Our findings contrast with those of previous studies, which showed that patients with schizophrenia had a weaker LDAEP than healthy controls [37], [38], [39], [40]. However, those studies were not designed to control for LDAEP differences between positive and negative symptoms. They focused on schizophrenic patients as a self-contained group. Nevertheless, Juckel et al. [39] reported a tendency toward a positive relationship between PANSS negative score and LDAEP whereas Gudlowski et al. [37] found a negative relationship between those scores. Our findings are contrary to the results of Gudlowski et al. [37]. One explanation for inconsistent findings could be due to a difference in methodology as sampling biases, gender effects, intensity of stimuli and methods of estimation (DSA vs. single-electrode) [32]. In particular, our data were analysed with DSA method, whereas Gudlowski et al. [37] used single-electrode estimation for LDAEP. According to Hagenmuller et al. [58], studies using different methods are difficult if not impossible to compare. Furthermore, the sample in Gudlowski’s study included females and males. Even though some studies reported no gender effects [29], [40], [61], others have documented some effects on the LDAEP [62], [63], [64]. The study by Juckel et al. (2008) [39] used comparable methodology to the present study and some results are in line with our findings, showing strong LDAEP in patients with negative symptoms among schizophrenic patients. Compared to healthy controls, they reported weaker LDAEP in the left hemisphere in patients, which states a contrary result to our findings.

Nonetheless, our results are consistent with those of previous research on neurotransmitter alterations in negative symptoms and suggest the role of an impaired serotonergic system [12]. Although many studies on the direct involvement of the serotonin system in schizophrenia exist, here we focus on results concerning negative symptoms. Direct evidence is provided from a post-mortem study, which reported a decreased 5-HT2 receptor density in frontal cortex in patients with chronic schizophrenia [65]. Furthermore, a PET study showed lower availability of 5-HT1A receptors in patients with schizophrenia compared to healthy controls and receptor binding was negatively associated with negative symptoms, estimated by the PANSS scale [66]. Moreover, a genetic study by Reynolds [67] gives support to an involvement of the serotonergic system in the pathogenesis of negative symptoms, since the 5-HT2C receptor promoter polymorphism is associated with negative symptoms. From studies on the mechanism of action of atypical neuroleptics in negative symptoms an indirect evidence for serotonergic involvement is provided. In this context, it remains unclear why serotonin antagonists as well as agonists have an impact on the serotonergic system and improve the outcome of negative symptoms. Silver [20] suggests that these pharmacologically distinct treatments may share common final mechanism. This paradoxical finding needs further investigation. Moreover, one has to consider that different 5-HT receptors have opposite effects on the function of neurons by means of inhibition and excitation [15]. Further research is needed to clarify, if negative symptoms are caused directly by a primary abnormality in serotonergic transmission or in a secondary way via modulation of dopamine release [11], [68], [69].

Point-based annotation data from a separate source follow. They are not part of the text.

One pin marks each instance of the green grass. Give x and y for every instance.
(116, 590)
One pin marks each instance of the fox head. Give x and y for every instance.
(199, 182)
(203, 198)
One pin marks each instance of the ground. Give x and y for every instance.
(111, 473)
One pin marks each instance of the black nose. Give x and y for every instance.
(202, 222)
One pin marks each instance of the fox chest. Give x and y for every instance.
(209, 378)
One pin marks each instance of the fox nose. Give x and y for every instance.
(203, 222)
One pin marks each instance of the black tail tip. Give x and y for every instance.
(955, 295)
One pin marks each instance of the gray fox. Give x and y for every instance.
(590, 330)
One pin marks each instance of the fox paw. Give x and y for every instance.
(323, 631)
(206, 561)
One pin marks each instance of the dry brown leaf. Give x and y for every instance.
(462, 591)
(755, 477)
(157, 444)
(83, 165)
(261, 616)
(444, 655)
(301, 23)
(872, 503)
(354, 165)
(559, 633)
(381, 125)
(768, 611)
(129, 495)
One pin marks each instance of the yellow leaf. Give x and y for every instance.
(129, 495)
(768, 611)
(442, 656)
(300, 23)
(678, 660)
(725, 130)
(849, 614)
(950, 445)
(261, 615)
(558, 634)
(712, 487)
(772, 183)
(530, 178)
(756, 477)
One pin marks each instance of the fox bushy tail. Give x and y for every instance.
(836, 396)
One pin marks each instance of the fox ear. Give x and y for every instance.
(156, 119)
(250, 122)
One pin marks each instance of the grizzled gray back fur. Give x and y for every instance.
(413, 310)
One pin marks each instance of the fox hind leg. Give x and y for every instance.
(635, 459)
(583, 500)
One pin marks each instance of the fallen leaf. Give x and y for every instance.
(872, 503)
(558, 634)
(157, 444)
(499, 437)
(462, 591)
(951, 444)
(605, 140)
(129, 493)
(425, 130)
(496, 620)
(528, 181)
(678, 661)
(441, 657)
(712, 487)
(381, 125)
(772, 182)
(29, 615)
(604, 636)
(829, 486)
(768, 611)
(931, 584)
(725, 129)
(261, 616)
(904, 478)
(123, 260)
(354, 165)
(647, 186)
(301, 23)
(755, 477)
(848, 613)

With regard to the laterality effect, the present results showed a positive association between LDAEP and negative symptoms (SANS subscale affective flattening, anhedonia and attentional impairment, SANS composite score) in the right hemisphere, and a negative association between LDAEP and depressive symptoms (BRMS and CDSS G scale) in the left hemisphere in schizophrenic patients. A possible explanation could be that the LDAEPs in patients with high scores on depressive scales converge towards the LDAEP values of healthy controls (weaker LDAEP). This conclusion is in line with the literature about LDAEP in depressive patients, where no significant effect on the LDAEP has been shown [40], [63], [70]. Our results could also be due to serotonergic interhemispheric asymmetry, respectively to a reduced leftward asymmetry of brain structures of the auditory cortex in schizophrenia as observed by Salisbury et al. [71] and Shenton et al. [72]. At that juncture, that the role of the laterality effect in schizophrenia and in particular in negative symptoms is not known, interpretation is limited.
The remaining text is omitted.